The final part of the equation is the actual power system itself. Higher quality motors that are made with better grades of materials will be inherently more efficient than cheaper motors using inferior components. If you have one motor that has an efficiency of 80% compared to another motor that has an efficiency of 90% there is a huge difference between the two. At first glance some will say that one motor is 10% more efficient that the other. The truth is that one motor is twice as efficient as the other! If you look at the inefficiency of the motors, the 80% efficient motor is 20% inefficient and the 90% efficient motor has an inefficiency of only 10%. The inefficiency is what causes the losses in the motor. The motor that is 80% efficient has double the losses of the motor that is 90% efficient, and will cost you flight time across the board.

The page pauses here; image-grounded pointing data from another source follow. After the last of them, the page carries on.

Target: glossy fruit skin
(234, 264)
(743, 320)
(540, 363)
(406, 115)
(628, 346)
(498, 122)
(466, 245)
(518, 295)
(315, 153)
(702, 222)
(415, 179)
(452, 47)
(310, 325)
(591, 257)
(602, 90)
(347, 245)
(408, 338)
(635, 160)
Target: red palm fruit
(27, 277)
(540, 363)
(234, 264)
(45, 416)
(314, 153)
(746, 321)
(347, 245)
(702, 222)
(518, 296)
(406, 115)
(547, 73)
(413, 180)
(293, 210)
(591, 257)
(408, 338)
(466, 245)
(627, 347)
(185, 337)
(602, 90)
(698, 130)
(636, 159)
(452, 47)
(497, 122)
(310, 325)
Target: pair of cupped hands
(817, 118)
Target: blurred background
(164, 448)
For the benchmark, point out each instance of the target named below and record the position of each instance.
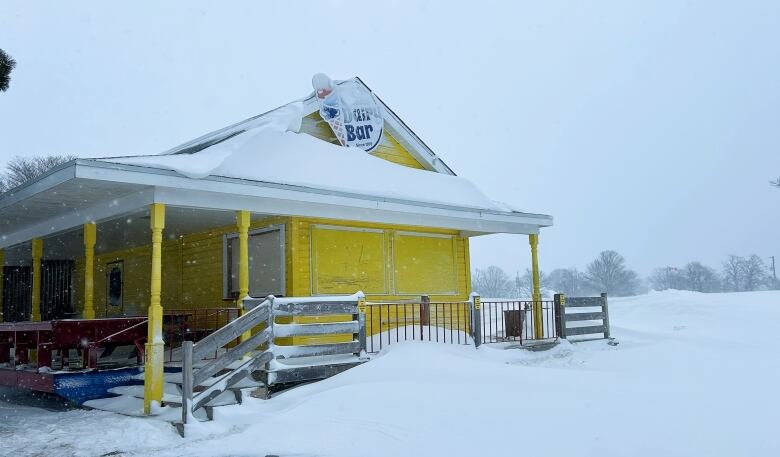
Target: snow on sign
(352, 112)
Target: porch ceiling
(128, 231)
(81, 191)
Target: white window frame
(226, 266)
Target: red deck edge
(42, 382)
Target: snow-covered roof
(271, 150)
(265, 166)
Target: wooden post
(425, 315)
(476, 318)
(242, 224)
(605, 310)
(362, 325)
(37, 255)
(2, 266)
(186, 380)
(560, 315)
(89, 270)
(536, 296)
(155, 347)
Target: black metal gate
(56, 289)
(17, 293)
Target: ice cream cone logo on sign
(351, 110)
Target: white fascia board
(330, 210)
(104, 210)
(272, 198)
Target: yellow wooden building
(122, 236)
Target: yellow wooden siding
(193, 268)
(388, 147)
(345, 261)
(135, 276)
(302, 248)
(192, 272)
(424, 264)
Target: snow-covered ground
(693, 375)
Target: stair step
(173, 398)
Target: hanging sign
(351, 110)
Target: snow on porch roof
(272, 151)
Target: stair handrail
(196, 352)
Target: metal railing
(195, 374)
(517, 320)
(423, 320)
(193, 324)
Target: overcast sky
(651, 128)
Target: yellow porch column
(242, 224)
(536, 295)
(89, 274)
(37, 251)
(2, 264)
(155, 347)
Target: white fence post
(186, 377)
(476, 318)
(605, 310)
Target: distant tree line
(7, 64)
(737, 274)
(608, 273)
(19, 170)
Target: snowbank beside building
(694, 374)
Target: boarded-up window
(346, 260)
(424, 264)
(266, 263)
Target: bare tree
(732, 273)
(666, 278)
(524, 285)
(7, 64)
(754, 273)
(19, 170)
(608, 273)
(700, 278)
(567, 281)
(491, 282)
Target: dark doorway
(115, 289)
(17, 293)
(56, 289)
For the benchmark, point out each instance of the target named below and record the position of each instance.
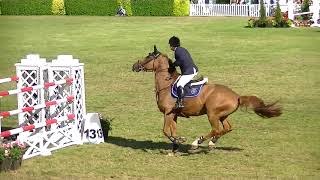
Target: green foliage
(305, 6)
(2, 154)
(278, 16)
(92, 7)
(152, 7)
(26, 7)
(58, 7)
(269, 22)
(181, 7)
(126, 4)
(262, 11)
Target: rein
(166, 70)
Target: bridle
(152, 57)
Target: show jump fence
(51, 103)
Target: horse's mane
(172, 68)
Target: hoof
(165, 151)
(181, 140)
(194, 151)
(211, 148)
(194, 147)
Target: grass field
(270, 63)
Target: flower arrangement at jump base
(11, 155)
(279, 20)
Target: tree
(278, 16)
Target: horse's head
(149, 63)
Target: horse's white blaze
(195, 143)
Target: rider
(187, 67)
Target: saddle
(192, 89)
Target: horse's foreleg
(170, 130)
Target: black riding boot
(179, 103)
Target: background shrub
(91, 7)
(152, 7)
(181, 7)
(126, 4)
(26, 7)
(58, 7)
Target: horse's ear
(155, 49)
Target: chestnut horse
(215, 100)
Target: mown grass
(270, 63)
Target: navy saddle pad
(189, 91)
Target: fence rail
(231, 9)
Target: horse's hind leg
(215, 131)
(226, 128)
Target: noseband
(153, 57)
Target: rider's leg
(184, 79)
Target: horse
(215, 100)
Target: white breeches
(184, 79)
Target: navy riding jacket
(184, 61)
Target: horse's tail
(258, 106)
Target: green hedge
(181, 7)
(91, 7)
(126, 4)
(97, 7)
(25, 7)
(152, 7)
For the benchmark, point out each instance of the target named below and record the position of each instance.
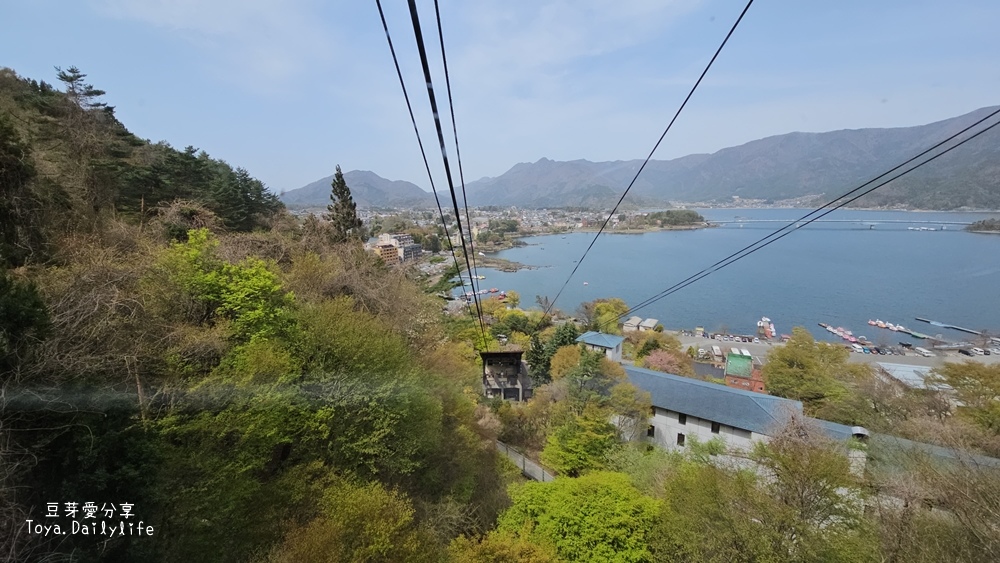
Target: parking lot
(909, 357)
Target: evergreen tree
(342, 211)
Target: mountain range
(782, 167)
(367, 188)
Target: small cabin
(505, 376)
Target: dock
(958, 328)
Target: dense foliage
(261, 389)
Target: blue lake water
(838, 273)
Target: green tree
(815, 373)
(20, 231)
(581, 444)
(597, 517)
(342, 211)
(500, 547)
(359, 523)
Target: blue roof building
(608, 344)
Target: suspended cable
(454, 131)
(418, 34)
(420, 143)
(650, 156)
(795, 225)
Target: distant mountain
(367, 188)
(775, 168)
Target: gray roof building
(747, 410)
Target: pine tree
(342, 211)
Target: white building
(648, 324)
(685, 408)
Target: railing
(529, 468)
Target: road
(760, 350)
(529, 468)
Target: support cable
(794, 226)
(420, 143)
(650, 156)
(418, 34)
(458, 153)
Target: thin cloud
(263, 44)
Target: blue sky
(290, 88)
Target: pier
(859, 221)
(962, 329)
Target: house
(648, 324)
(505, 376)
(741, 373)
(403, 244)
(632, 324)
(409, 252)
(608, 344)
(684, 408)
(387, 252)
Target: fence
(529, 468)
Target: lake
(837, 273)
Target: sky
(288, 89)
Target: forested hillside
(252, 387)
(171, 339)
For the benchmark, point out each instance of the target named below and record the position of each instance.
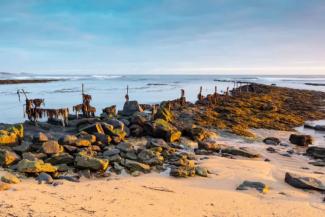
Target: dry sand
(159, 195)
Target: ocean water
(110, 89)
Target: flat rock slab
(304, 182)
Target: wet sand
(159, 195)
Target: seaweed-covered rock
(316, 152)
(11, 135)
(259, 186)
(37, 166)
(301, 140)
(8, 157)
(136, 166)
(60, 158)
(304, 182)
(130, 107)
(52, 147)
(10, 179)
(272, 141)
(163, 129)
(87, 162)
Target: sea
(107, 90)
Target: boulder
(201, 171)
(82, 143)
(44, 178)
(259, 186)
(40, 137)
(301, 140)
(272, 141)
(182, 172)
(304, 182)
(11, 135)
(136, 166)
(243, 152)
(93, 128)
(130, 107)
(4, 186)
(52, 147)
(8, 157)
(37, 166)
(163, 129)
(316, 152)
(24, 147)
(68, 140)
(60, 158)
(125, 146)
(10, 179)
(87, 162)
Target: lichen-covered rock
(10, 179)
(163, 129)
(301, 140)
(40, 137)
(8, 157)
(316, 152)
(87, 162)
(37, 166)
(60, 158)
(136, 166)
(303, 182)
(52, 147)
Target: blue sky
(163, 36)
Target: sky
(163, 36)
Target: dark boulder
(301, 140)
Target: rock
(8, 157)
(44, 178)
(154, 143)
(150, 157)
(40, 137)
(130, 107)
(239, 152)
(24, 147)
(68, 140)
(136, 166)
(316, 152)
(182, 172)
(272, 141)
(163, 129)
(82, 143)
(195, 133)
(60, 158)
(201, 171)
(92, 163)
(136, 130)
(271, 150)
(304, 182)
(210, 146)
(4, 186)
(11, 135)
(111, 152)
(125, 146)
(93, 128)
(52, 147)
(33, 156)
(301, 140)
(10, 179)
(164, 113)
(259, 186)
(38, 166)
(115, 123)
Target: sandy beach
(160, 195)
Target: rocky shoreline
(174, 138)
(27, 81)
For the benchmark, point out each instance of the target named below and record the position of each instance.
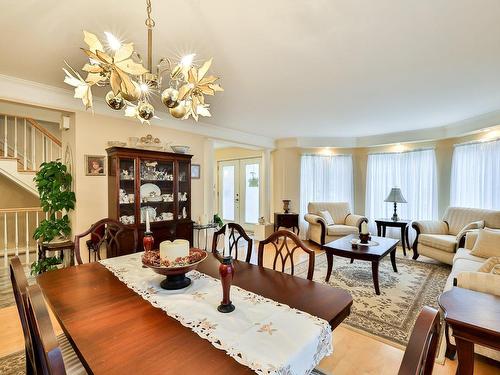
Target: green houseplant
(54, 187)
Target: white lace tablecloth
(266, 336)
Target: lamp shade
(395, 196)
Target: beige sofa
(345, 222)
(439, 239)
(464, 274)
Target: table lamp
(396, 197)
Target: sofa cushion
(327, 217)
(338, 210)
(443, 242)
(487, 244)
(465, 254)
(341, 230)
(458, 217)
(461, 265)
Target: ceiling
(291, 68)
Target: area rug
(391, 315)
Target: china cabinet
(154, 183)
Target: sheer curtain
(325, 178)
(475, 175)
(414, 172)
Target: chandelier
(181, 86)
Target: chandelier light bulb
(113, 42)
(187, 60)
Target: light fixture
(395, 196)
(181, 86)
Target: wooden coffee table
(343, 248)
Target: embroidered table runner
(266, 336)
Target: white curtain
(415, 173)
(325, 178)
(475, 175)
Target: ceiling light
(182, 86)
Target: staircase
(24, 145)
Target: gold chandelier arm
(150, 23)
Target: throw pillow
(492, 265)
(327, 217)
(487, 244)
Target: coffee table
(343, 248)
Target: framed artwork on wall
(195, 171)
(95, 165)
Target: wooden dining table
(116, 331)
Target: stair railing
(26, 140)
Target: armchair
(439, 239)
(345, 222)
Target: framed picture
(195, 171)
(95, 165)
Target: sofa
(464, 275)
(440, 239)
(345, 222)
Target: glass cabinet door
(127, 191)
(157, 190)
(183, 190)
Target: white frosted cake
(173, 250)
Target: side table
(382, 225)
(286, 220)
(198, 228)
(474, 318)
(58, 246)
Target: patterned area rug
(391, 315)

The other thing to consider in power systems is the voltage that the motors are running at. The electrical losses in a power system are directly related to the current flowing through the system. From Ohm’s law we know that power is equal to voltage times current. Voltage can also be expressed as current times resistance, so if we substitute this for voltage, power can also be expressed as current times current times resistance, which is commonly called “I-Squared-R”. This is why electrical losses in a system go up as a function of the square of the increased current.

When we consider total power in a system, we normally figure Volts x Amps. In a 3-cell power system (11.1 volts) if we are pulling 20 amps all together, the total power is 222 watts. In a 6-cell power system (22.2 volts) we can get the same power from only 10 amps. If the wiring in a power system had a resistance of 0.1 ohms, the total power losses in the 3-cell system would be 20 x 20 x 0.1 or 40 watts. In the 6-cell system, the power losses would be 10 x 10 x 0.1 or only 10 watts. This is why higher voltage power systems are inherently more efficient. In this example switching the power system from 3-cells to 6-cells cuts the electrical loses by 75%!

Batteries are another important consideration when calculating flight times on multirotors. In many cases, the batteries make up the highest percentage of the payload weight of the craft. Quite often, pilots make the mistake of thinking that adding a second battery will double the flight time. This is incorrect for 2 reasons. First, when a second battery is added, the overall weight of the aircraft increases, and this requires more power to hold the craft in a hover all the time. The other thing that people forget to consider is the fact that the props also operate less efficiently at the higher loading, so the efficiency takes a double hit! In most cases, adding a second battery will not double the flight time, but will instead give a 70 to 75% increase in flight time. Each additional battery has a smaller impact in the increase of flight time, and eventually a point is reached where adding another battery will actually decrease the flight time due to the high weight and lack of efficiency in the power system.

When all of these different aspects are combined, it is possible to double the flight time of a multirotor by simply optimizing every part of the power and propulsion system. Putting all of these different considerations together, you will get the longest flight times from a multirotor if you start with the lightest airframe possible, use the largest props that will fit on the frame and power them with high quality, low Kv motors, using higher voltage battery packs. Hopefully this information will help to get the power system in your multirotor optimized for the longest possible flight times and allow you to get the maximum benefit from your multirotor power system.